Note that number three on the list of four “advertising” activities concerns “insubstantial benefits.” By rule, anything the sponsor receives in return for their sponsorship (greens fees, facilities use, tickets, goods or services, etc.) must have a fair market value of 2% or less of the sponsorship payment. If the value is more than 2%, the entire value of the return benefit is subject to UBIT. While 2% does not sound “substantial,” the rules are the rules.

Example 2:
The same Calvary College situation as in Example 1 but in addition, the college gives the sponsor two season tickets to all basketball and volleyball games. The fair market value of these tickets is $400.

Because the value of the season tickets is more than 2% of the $5,000 payment, the entire $400 “return benefit” is considered the value of the advertising and subject to UBIT.

Services Provided

A subset of the substantial return benefit rules concerns the value of services that may be provided by the tax-exempt organization to a given sponsor.
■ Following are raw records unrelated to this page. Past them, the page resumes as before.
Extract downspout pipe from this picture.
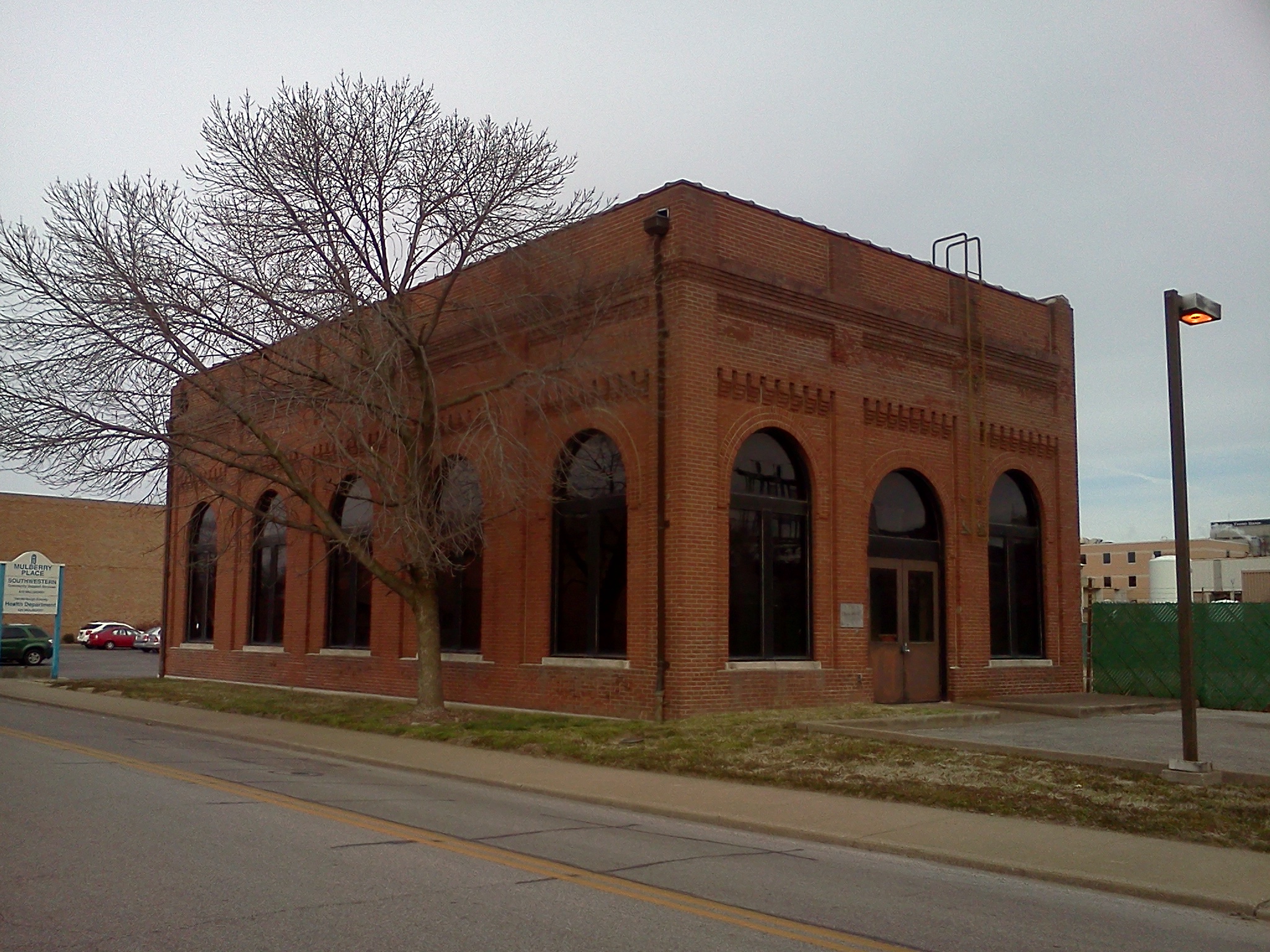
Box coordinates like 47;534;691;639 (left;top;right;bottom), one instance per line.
644;208;670;721
159;447;171;678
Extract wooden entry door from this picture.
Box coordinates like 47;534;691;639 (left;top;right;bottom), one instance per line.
869;558;941;705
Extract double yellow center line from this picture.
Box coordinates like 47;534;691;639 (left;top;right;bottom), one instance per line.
0;726;910;952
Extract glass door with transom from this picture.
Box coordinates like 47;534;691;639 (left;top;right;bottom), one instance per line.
869;558;941;705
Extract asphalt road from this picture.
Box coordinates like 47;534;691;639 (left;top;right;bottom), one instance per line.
43;645;159;679
0;700;1270;952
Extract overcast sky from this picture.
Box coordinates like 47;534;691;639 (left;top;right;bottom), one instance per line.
0;0;1270;539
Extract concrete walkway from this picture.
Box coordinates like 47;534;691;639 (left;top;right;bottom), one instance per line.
0;682;1270;918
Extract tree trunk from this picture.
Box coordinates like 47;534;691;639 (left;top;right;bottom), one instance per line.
412;583;450;721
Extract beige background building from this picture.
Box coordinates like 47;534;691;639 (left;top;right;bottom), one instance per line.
0;493;164;642
1081;538;1248;602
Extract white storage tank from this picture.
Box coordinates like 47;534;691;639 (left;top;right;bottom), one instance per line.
1147;556;1177;602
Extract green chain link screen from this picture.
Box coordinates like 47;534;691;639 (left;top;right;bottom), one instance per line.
1092;602;1270;711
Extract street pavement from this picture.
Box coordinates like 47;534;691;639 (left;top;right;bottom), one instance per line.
0;688;1270;952
50;645;159;681
908;710;1270;774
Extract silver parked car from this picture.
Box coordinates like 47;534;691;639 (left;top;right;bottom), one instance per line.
132;625;162;654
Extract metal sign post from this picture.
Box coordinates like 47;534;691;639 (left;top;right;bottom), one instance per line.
0;552;66;681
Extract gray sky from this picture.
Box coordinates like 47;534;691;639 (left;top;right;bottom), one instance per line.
0;0;1270;539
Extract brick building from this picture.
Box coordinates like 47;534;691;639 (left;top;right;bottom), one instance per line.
0;493;164;642
165;183;1081;717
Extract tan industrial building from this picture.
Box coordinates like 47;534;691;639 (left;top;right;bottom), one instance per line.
1081;538;1248;602
0;493;164;642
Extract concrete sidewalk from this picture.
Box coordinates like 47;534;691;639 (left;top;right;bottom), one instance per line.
0;682;1270;918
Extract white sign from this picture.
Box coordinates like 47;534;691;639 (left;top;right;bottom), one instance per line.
0;552;61;614
838;602;865;628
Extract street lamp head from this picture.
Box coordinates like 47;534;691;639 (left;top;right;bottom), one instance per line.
1179;294;1222;324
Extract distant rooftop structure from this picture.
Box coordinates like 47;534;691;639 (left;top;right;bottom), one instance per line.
1208;519;1270;556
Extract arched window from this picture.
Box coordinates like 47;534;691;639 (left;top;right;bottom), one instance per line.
249;493;287;645
437;456;484;653
326;476;373;647
869;470;944;703
728;429;812;660
551;430;626;658
185;503;216;641
988;471;1044;658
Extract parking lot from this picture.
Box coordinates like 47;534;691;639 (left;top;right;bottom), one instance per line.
45;645;159;679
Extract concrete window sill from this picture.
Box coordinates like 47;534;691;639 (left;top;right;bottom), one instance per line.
542;655;631;671
724;661;820;671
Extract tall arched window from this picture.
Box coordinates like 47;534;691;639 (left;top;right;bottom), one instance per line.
869;470;944;703
988;470;1046;658
437;456;484;654
551;430;626;658
728;429;812;660
326;476;372;647
249;493;287;645
185;503;216;641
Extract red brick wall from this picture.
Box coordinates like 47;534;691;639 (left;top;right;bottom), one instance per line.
167;183;1081;717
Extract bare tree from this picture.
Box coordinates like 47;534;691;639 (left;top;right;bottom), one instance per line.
0;77;612;717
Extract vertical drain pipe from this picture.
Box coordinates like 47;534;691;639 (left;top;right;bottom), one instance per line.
644;208;670;721
159;446;173;678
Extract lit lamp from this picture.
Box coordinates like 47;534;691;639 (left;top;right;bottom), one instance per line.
1163;291;1222;785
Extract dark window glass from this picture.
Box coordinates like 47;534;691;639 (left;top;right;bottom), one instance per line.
326;476;373;647
988;472;1041;658
185;503;216;641
553;431;626;658
728;430;812;659
732;430;806;499
768;513;810;658
437;457;485;654
869;569;899;641
728;509;763;658
250;493;287;645
437;552;484;654
869;470;940;539
908;569;935;641
988;536;1010;658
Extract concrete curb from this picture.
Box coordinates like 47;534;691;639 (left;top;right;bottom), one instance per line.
0;682;1270;919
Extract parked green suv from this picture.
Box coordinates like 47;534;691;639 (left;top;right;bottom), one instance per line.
0;625;53;665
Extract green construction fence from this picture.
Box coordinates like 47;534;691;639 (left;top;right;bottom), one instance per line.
1090;602;1270;711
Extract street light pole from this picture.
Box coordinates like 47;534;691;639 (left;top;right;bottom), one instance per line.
1165;291;1222;778
1165;291;1199;763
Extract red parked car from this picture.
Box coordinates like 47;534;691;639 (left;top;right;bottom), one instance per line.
84;625;137;649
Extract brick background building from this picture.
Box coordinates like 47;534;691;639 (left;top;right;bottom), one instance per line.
0;493;164;642
1081;538;1248;602
166;183;1081;717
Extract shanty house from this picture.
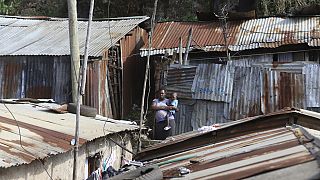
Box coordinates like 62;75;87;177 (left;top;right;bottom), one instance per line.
0;103;138;180
140;17;320;133
135;109;320;180
0;16;148;118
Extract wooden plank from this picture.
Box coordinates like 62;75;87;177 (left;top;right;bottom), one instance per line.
182;145;310;179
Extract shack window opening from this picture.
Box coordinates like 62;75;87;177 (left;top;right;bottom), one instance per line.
88;153;101;176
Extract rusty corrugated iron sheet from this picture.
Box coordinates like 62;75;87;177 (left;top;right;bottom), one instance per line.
0;16;148;57
261;71;306;114
0;56;112;117
302;64;320;107
166;66;197;99
136;109;320;179
0;104;138;168
120;27;148;116
83;60;113;117
192;64;234;102
140;17;320;56
227;54;273;67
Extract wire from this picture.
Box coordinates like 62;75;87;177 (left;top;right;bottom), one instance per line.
103;121;136;155
2;103;53;180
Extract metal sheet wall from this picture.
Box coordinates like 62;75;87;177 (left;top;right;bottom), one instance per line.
191;100;227;129
166;66;197;99
175;99;229;134
0;57;25;98
0;56;112;117
228;54;273;67
302;64;320;107
175;99;195;134
120;27;148;116
192;64;234;102
83;60;112;117
0;56;71;103
225;67;261;119
52;56;72;103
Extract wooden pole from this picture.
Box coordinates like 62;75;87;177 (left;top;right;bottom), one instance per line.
68;0;80;102
138;0;158;152
179;37;182;65
73;0;94;180
183;28;192;65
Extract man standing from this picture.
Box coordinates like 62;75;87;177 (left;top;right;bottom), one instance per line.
151;89;177;140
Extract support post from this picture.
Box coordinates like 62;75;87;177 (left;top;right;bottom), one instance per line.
138;0;158;152
68;0;94;180
179;37;182;65
183;28;192;65
68;0;80;102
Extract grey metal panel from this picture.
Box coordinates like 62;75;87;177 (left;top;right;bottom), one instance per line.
0;16;148;57
140;17;320;56
0;57;25;98
175;99;195;134
225;67;261;120
302;64;320;107
191;100;228;130
192;64;233;102
52;56;71;103
261;71;306;114
228;54;273;67
166;66;196;99
252;61;305;74
0;104;138;168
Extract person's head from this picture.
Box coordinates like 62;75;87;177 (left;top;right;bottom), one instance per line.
158;89;166;100
170;93;178;100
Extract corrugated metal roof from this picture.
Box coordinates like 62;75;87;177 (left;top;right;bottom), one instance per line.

If services are required, the fair market value of those services would generally be considered unrelated business income. It can be a particularly interesting project to reasonably value such services.

Example 3:
The same Calvary College situation as in Example 1 but in addition, the sponsorship contract requires the college’s basketball coach to make three appearances at events for the sponsor — wearing the sponsor’s logo on his clothing and speaking about the sponsor’s “great service.” The fair market value of these appearances is $1,000.

Because services are required as part of the sponsorship agreement, the $1,000 fair market value of the coach’s appearances is considered unrelated business income.

Internet Issues

If a sponsorship payment also includes a hyperlink to the sponsor’s website placed on the tax-exempt organization’s website (maybe as part of the sponsor’s name or logo), care should be taken to ensure that unrelated business income is not generated. Rulings have stated that a “clickable” link to a sponsor’s website will not result in unrelated business income — even if there is advertising verbiage on the linked website — as long as the tax-exempt organization does not “endorse” the sponsor’s products. However, the IRS has not released guidance in this area. We cannot be sure that such guidance, when it is issued, will be in accordance with what we’ve seen historically.

Example 4:
The same Calvary College situation as in Example 1, except that the college also includes the sponsor’s logo on its athletics website, along with a clickable link to the sponsor’s website.

Because only the sponsor’s logo and a link to its website are provided on the college’s website, without endorsement or advertising language, no unrelated business income should be generated from this logo and link.

Recent Tax Reform

In early 2014, the House Ways and Means committee released a draft paper enumerating many proposed changes to the tax code. The draft makes significant changes to the treatment of corporate sponsorships for UBIT purposes. As proposed, if an organization uses or acknowledges the name or logo of a sponsor’s product line, the sponsor’s payment will be treated as per se unrelated trade or business income. Additionally, if an organization receives more than $25,000 of qualified sponsorship payments for any one event, the use or acknowledgement of the sponsor’s name or logo must appear with the names of a “significant portion” of the other donors to the event.

We expect to hear much more about these potential changes throughout 2015.